Hi all,
I’ve been doing more reading. I think my confusion is stemming from the relatively little information that exists on how to model your data before feeding into data vault. In that context, I’m hoping to ask a few questions that I’m hoping will clear things up for me.
For the context of the questions, I’m going to use Salesforce data, as it’s generally well known and referenced multiple times in The Data Vault Guru book (I’m up to chapter 8, so if this is answered later, or if I missed it, please let me know).
I had been under the (mis?)-understanding that the data coming into your raw vault (hubs, links, satellites) should be exactly as per the source system, which is to say it shouldn’t be modified at all. However I’m getting the impression that this is not the case. Is there any literature out there on the approach to take here? How should the staging data be modeled? Is there a rule to follow?
Salesforce examples:
Every table has a link to the record_type table. This defines additional attributes that may be useful for the business. Maybe the brand related to an application. The record type doesn’t constitute a hub, but it is important information for the business. Is it appropriate to join this table to create a view of multiple tables that is used to source your raw vault, and hence in this example a satellite?
By this, I would give the following… is it appropriate to use this as a staging ‘table’ to be ingested into the raw vault:
SELECT
opp.id,
opp.name AS opportunity_name,
opp.status,
COALESCE(rt.name,'') AS opportunity_record_type_name
FROM
opportunity AS opp
LEFT JOIN record_type AS rt
ON opp.record_type_id = rt.record_type_id
In the above example, the opp.id would become the business key in my application hub, and the opportunity_name, status & opportunity_record_type_name would become attributes in my satellite.
If this isn’t appropriate, how would you proceed? I do note that you aren’t supposed to change the names of the fields as part of the ingestion, however if doing a join like this, you would be forced to, else end up with two columns both called ‘name’.
My second question, on the topic of naming conventions, and again using Salesforce. Every customer, opportunity, appointment etc. table contains a created_by and modified_by field. These fields relate to the user table, and what our business defines as team members, so the team_member_hub. We would want to load both of these into the team_member_hub to ensure a complete set of data in this hub.

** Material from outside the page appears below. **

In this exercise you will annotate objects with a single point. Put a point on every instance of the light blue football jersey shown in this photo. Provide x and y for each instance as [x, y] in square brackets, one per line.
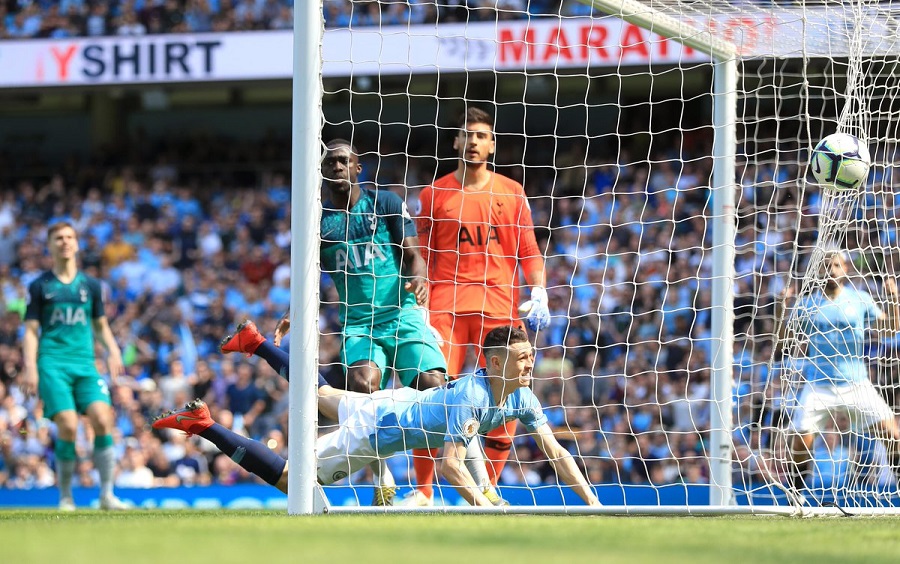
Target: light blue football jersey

So when creating the hash values in the source, would you use a naming convention such as team_member_created_by_hash and team_member_modified_by_hash, or would you name these hash values differently? Similarly, assuming loading from the Salesforce Opportunity table, when loading these records into the team_member_hub, would you reference the field in the record source - SF-OPP-CREATED_BY - or just the table - SF-OPP? I’m assuming the former, but hoping to get a confirmation.
PS: kudos to @patrickcuba for his book. I’m not finished reading it yet, but it’s answered some questions for me that I was left with after having read Dan Linstedt’s book cover to cover.